The 32-year-old striker sustained a major knee injury in February that ended his time at the Italian club AC Milan.
"It's going to be a huge challenge and we are committed to winning," said Ronaldo, donning a Corinthians jersey at a news conference. "I thank Corinthians for giving me this opportunity, for opening their doors and embracing me during my recovery."
Asked when he might play again, Ronaldo said "soon."
"I'll have to show it on the field," he said. "Off the field it is only words, some pretty, some ugly. But football is proven on the field."
While the glamour and money will be considerably less than what he's accustomed to in European soccer, Ronaldo said he is happy to play in Brazil.

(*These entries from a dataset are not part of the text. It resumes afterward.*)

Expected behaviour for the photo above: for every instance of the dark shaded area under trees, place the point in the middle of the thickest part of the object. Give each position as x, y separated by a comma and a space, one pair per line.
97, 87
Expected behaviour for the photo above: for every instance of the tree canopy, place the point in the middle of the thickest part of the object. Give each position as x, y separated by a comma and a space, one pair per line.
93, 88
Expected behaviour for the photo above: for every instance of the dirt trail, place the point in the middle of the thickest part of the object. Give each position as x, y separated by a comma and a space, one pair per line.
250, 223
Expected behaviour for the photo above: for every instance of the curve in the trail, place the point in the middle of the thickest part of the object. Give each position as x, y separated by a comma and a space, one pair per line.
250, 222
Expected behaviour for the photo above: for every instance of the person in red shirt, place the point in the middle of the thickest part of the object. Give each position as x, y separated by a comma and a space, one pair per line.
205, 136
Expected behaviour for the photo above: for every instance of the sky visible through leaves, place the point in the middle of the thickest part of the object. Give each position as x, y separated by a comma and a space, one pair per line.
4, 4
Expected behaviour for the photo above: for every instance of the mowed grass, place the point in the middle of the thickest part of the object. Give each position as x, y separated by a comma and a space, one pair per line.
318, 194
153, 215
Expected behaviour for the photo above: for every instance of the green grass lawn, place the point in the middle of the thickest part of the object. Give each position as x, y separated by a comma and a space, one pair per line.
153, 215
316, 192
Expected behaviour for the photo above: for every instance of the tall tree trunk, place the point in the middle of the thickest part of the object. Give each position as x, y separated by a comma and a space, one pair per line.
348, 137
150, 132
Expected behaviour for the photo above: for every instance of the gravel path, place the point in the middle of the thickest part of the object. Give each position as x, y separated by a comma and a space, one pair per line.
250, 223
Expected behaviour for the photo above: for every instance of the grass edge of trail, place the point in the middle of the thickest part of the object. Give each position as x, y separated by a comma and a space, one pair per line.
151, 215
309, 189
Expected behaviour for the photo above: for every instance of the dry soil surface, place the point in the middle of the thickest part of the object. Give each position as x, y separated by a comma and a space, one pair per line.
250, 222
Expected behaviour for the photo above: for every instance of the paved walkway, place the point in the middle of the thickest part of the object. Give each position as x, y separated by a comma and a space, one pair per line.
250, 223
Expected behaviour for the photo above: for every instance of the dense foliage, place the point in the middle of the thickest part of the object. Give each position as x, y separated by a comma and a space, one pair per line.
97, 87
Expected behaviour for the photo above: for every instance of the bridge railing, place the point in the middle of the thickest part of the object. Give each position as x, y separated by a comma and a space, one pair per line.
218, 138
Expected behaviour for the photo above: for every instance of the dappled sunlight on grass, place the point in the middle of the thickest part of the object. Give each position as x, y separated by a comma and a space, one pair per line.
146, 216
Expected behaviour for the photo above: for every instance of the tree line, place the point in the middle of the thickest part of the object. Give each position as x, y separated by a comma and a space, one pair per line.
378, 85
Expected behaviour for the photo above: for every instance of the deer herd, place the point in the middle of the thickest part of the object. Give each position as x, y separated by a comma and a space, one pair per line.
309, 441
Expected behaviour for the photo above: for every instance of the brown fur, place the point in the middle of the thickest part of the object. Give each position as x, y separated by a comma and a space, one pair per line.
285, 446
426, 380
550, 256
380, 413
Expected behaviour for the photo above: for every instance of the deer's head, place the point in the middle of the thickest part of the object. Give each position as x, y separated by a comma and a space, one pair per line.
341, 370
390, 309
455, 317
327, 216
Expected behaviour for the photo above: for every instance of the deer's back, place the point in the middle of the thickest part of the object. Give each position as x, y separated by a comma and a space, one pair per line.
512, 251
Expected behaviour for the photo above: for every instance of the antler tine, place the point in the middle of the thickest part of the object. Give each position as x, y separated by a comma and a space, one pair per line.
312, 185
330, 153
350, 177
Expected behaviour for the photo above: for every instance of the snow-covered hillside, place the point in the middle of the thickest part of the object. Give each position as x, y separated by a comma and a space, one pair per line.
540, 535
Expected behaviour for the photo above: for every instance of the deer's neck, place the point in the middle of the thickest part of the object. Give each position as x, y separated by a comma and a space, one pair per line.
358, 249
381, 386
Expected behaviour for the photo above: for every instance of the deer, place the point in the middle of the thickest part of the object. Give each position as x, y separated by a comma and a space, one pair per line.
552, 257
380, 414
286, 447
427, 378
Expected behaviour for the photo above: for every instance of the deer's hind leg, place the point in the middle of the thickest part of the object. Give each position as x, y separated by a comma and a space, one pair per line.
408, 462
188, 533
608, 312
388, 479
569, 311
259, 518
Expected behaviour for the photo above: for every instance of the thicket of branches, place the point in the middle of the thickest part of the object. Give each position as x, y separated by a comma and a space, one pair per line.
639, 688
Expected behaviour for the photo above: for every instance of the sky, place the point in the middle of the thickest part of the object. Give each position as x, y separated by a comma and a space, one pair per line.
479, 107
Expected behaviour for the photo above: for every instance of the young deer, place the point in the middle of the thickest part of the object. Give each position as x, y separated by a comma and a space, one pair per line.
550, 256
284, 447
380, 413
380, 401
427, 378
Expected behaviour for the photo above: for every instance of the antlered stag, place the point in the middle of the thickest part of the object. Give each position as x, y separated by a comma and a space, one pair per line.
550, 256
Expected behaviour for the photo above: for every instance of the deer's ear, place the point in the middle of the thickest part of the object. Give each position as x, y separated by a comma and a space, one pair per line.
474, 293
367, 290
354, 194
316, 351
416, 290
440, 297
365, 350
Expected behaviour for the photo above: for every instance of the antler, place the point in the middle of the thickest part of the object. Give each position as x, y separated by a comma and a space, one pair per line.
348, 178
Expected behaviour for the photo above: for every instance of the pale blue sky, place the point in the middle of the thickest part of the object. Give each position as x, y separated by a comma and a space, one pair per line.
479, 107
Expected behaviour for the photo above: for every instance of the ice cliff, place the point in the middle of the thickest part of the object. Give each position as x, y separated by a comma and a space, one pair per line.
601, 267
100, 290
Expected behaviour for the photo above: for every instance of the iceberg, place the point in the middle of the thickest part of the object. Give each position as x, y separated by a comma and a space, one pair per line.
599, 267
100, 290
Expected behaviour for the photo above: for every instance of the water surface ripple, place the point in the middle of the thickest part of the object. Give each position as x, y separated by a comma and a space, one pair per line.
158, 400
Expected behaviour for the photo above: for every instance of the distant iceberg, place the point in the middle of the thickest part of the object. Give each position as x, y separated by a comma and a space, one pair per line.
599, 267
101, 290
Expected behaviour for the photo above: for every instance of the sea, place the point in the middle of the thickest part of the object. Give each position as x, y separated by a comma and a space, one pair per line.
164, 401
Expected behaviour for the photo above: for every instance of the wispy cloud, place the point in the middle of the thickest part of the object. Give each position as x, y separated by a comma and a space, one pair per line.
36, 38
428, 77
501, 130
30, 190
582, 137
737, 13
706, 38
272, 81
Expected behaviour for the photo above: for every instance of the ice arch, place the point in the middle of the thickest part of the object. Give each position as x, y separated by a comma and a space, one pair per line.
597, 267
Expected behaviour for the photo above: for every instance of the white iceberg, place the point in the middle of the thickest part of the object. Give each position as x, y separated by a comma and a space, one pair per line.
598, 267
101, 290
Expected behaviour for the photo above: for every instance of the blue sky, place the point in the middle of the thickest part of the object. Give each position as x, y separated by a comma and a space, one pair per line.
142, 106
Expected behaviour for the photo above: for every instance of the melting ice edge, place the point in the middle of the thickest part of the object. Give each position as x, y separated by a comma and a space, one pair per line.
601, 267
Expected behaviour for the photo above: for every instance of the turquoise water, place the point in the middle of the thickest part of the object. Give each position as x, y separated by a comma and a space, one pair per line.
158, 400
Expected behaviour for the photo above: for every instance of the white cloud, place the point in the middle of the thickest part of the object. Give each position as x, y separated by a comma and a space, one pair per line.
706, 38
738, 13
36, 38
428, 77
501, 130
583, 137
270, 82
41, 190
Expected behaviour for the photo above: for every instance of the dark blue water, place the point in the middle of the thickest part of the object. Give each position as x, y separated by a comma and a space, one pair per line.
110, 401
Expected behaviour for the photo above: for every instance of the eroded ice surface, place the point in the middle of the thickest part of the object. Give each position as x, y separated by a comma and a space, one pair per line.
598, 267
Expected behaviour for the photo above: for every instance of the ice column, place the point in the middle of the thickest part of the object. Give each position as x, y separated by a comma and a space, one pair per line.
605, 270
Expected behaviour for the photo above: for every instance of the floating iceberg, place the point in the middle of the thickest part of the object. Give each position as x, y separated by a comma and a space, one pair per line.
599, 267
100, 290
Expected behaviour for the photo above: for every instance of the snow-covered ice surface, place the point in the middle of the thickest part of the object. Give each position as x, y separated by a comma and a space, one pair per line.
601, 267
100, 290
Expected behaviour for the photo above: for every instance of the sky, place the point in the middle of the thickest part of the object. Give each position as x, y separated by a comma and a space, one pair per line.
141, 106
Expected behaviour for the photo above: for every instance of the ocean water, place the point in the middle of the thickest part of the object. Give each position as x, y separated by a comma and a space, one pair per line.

"I love football. I've been a professional since I was 15," he said. "But I only played one year in Brazil. I've missed my country and family a lot."
Ronaldo signed a one-year deal with the Sao Paulo club this week with a one-year option. It included a clause allowing him to cancel the deal at any time. Brazilian media reports said he will be paid $169,000 a month. At the height of his career, he commanded $8 million a year in salary.
Marcio Gobbi, vice president of Corinthians, denied that the club signed Ronaldo strictly for business reasons -- the team already has sold thousands of Ronaldo jerseys.
"Ronaldo isn't here for marketing; he is here to play," he said. "Brazilian football deserves the return of the best player of recent times."
For months Ronaldo has said various European clubs were interested in him: Manchester City, Paris Saint-Germain and Italy's Siena among them.
For the past four months, he has been training with his hometown club Flamengo -- his declared favorite team. Flamengo fans regarded his signing with Corinthians as treachery. But by Friday, it seemed fans had moved from the anger to acceptance.
"He's washed up, you know. At the end of his career," taxi driver Bernardo Souza Pontes said. "It's not right, the way he left us, but it isn't a great loss, either."